Likewise, the validation module (204) can also retrieve data stored
in the database (206) and store results in the same.
[0024] In some embodiments, a number of candidate factors may be
identified by the discovery module (202) based on its correlation
analysis of the data retrieved from the database (206). These
candidate factors may be inputted into and be tested by the
validation module (204) to determine whether they are truly factors
that have particular effects on user behaviors and, if so, to what
extents they affect the user behaviors.
The Discovery Process
[0025] According to one embodiment, during the discovery process,
the analyzer is not given any specific factors to study, but rather
is given a potentially large amount of data in order to identify a
number of candidate factors that may exert impacts on user behavior
changes. For example, the analyzer may be given a large amount of
web log data that contains access statistics to hundreds,
thousands, millions or more of web pages by a large user population
over an extended period, for example, three months or half a
year.
[0026] For example, in some embodiments, the discovery process may
study a user population in during a monitoring period during which
the user population is exposed to a set of potentially influencing
factors. To identify candidate factors, the discovery process may
consider user behavior within three distinct sub-periods of the
monitoring period. The three distinct sub-periods are referred to
herein as: a qualifying period, a pre-qualifying period (which
occurs before the qualifying period), and a post-qualifying period
(which occurs after the qualifying period).
[0027] The monitoring period may be any duration. The duration of
the monitoring period may vary, for example, based on the specific
behavior being monitored. For the purpose of explanation, it shall
be assumed that the monitoring period is three months. Similarly,
the three sub-periods within the monitoring period may be any
duration, and may even overlap. For example, with a three-month
monitoring period, each of the three sub-periods may be a week, a
month, or any other length of time, as appropriate.
[0028] According to one embodiment, the candidate factors are
determined by identifying (a) a divergent set of users and (b) a
baseline set of users, from the user population, based on user
behavior during the monitoring period. The divergent set of users
includes users who exhibit a particular type of user behavior
change. The baseline set of users, on the other hand, includes
users who fail to exhibit such a behavior change.
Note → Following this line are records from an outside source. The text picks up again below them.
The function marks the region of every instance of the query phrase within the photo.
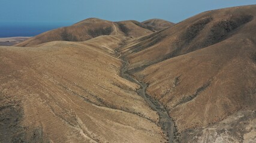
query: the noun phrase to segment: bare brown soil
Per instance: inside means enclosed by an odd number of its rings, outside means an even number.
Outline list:
[[[89,18],[0,46],[0,142],[256,142],[255,14]]]

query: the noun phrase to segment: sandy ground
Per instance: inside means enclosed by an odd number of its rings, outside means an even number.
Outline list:
[[[0,38],[0,46],[11,46],[23,42],[31,37]]]

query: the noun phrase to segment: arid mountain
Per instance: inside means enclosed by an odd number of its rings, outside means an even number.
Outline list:
[[[173,23],[162,19],[150,19],[141,23],[153,27],[153,29],[156,31],[166,29],[174,24]]]
[[[152,33],[152,31],[153,27],[134,20],[112,22],[92,18],[71,26],[46,32],[16,46],[30,46],[55,41],[85,41],[101,35],[137,38]]]
[[[207,11],[122,48],[130,73],[168,110],[181,141],[255,134],[255,17],[256,5]],[[230,117],[236,114],[243,117]]]
[[[255,17],[89,18],[0,46],[0,142],[255,142]]]

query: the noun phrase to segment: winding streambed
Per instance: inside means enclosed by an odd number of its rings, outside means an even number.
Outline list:
[[[137,90],[137,93],[144,98],[152,110],[158,113],[159,116],[158,126],[161,127],[163,132],[166,135],[168,142],[174,142],[175,128],[173,121],[170,117],[168,111],[158,101],[151,98],[147,94],[146,89],[147,88],[147,85],[146,83],[137,80],[127,72],[129,64],[128,61],[125,57],[122,57],[119,52],[116,50],[115,50],[115,52],[117,55],[119,55],[118,57],[122,60],[123,62],[121,70],[121,76],[140,86],[140,89]]]

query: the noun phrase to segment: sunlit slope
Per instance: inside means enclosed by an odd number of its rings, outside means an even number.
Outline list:
[[[138,86],[119,76],[114,46],[127,38],[97,38],[0,46],[0,142],[164,141]]]
[[[54,29],[16,45],[30,46],[51,41],[85,41],[101,35],[123,35],[139,37],[152,33],[151,27],[136,21],[112,22],[88,18],[72,26]]]
[[[252,33],[255,13],[255,5],[204,12],[163,31],[135,39],[124,47],[122,52],[129,59],[131,72],[140,70],[234,35],[242,36],[248,31]]]

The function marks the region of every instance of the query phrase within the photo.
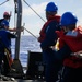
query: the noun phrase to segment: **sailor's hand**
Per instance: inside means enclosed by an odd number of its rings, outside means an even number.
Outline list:
[[[21,32],[23,32],[24,31],[24,27],[23,26],[21,26]]]

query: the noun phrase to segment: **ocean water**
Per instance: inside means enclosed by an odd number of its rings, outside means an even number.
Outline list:
[[[11,40],[11,51],[12,51],[12,57],[14,59],[15,56],[15,39]],[[33,36],[21,36],[20,40],[20,61],[23,67],[27,66],[27,60],[28,60],[28,51],[42,51],[39,47],[39,43],[37,39]]]

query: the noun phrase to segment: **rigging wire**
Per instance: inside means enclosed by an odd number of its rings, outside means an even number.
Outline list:
[[[23,1],[45,22],[45,20],[25,0]]]
[[[44,22],[46,22],[25,0],[23,0]],[[33,35],[35,38],[37,38],[32,32],[30,32],[27,28],[24,27],[26,32],[28,32],[31,35]]]
[[[2,2],[2,3],[0,3],[0,5],[2,5],[2,4],[4,4],[5,2],[8,2],[9,0],[7,0],[7,1],[4,1],[4,2]]]

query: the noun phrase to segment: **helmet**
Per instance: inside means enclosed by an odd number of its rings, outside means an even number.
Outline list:
[[[9,12],[4,12],[3,15],[10,15]]]
[[[77,21],[78,21],[78,19],[73,13],[66,12],[66,13],[62,14],[62,16],[60,19],[60,25],[67,26],[67,25],[75,24]]]
[[[58,10],[58,7],[54,2],[49,2],[46,7],[46,11],[56,12],[57,10]]]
Data collected
for these two sets of users, relative to exposure to possible
factors, may be analyzed quantitatively (for example, how many
times a user is exposed to a particular web page in the qualifying
period) and qualitatively (for example, what type of exposure has a
user been exposed to in the qualifying period: asking a question,
searching for an answer, viewing contents, etc.). For example, in
the exposure data, one may determine a set of inflection point at
which the two sets of users behave differently with respect to some
candidate factors (which, for example, may correspond to access to
some distinct web pages in the qualifying period). For the purpose
of illustration, based on the analysis on the exposure data, the
divergent set of users may be found to have exposed to a particular
web page much more than the baseline set of users in the qualifying
period.
[0029] At the end of the analysis performed by the automatic
discovery process, a set of candidate factors may be produced. As
noted, these candidate factors may be best shots for causing a
specific type of user behavior changes and thus may be further
validated to determine whether they are truly impacting
factors.
Correlation
[0030] To illustrate how the discovery module (202) may be used to
identify one or more candidate factors that have particular effects
on user behaviors, reference will be made to FIG. 3 in the
following discussion. For the purpose of illustration, user
behaviors are frequencies of accesses made by users to a web page
vertical. As used herein, a web page vertical may be, but is not
limited to, one or more specific web sites, or a specific part of a
web site, or one or more specific web pages. An example of a web
page vertical may be, but is not limited to, one or more specific
web pages such as Yahoo! Answers hosted on an internet server such
as 106 of FIG. 1.
[0031] For the purpose of illustration, the above-mentioned
particular effects, of interest to the discovery module (202), may
be changes in frequencies (or intensities) of accesses made by
users to the web page vertical. For example, the discovery module
(202) may be used to identify factors that cause an increase in
frequencies of accesses to Yahoo! Answers.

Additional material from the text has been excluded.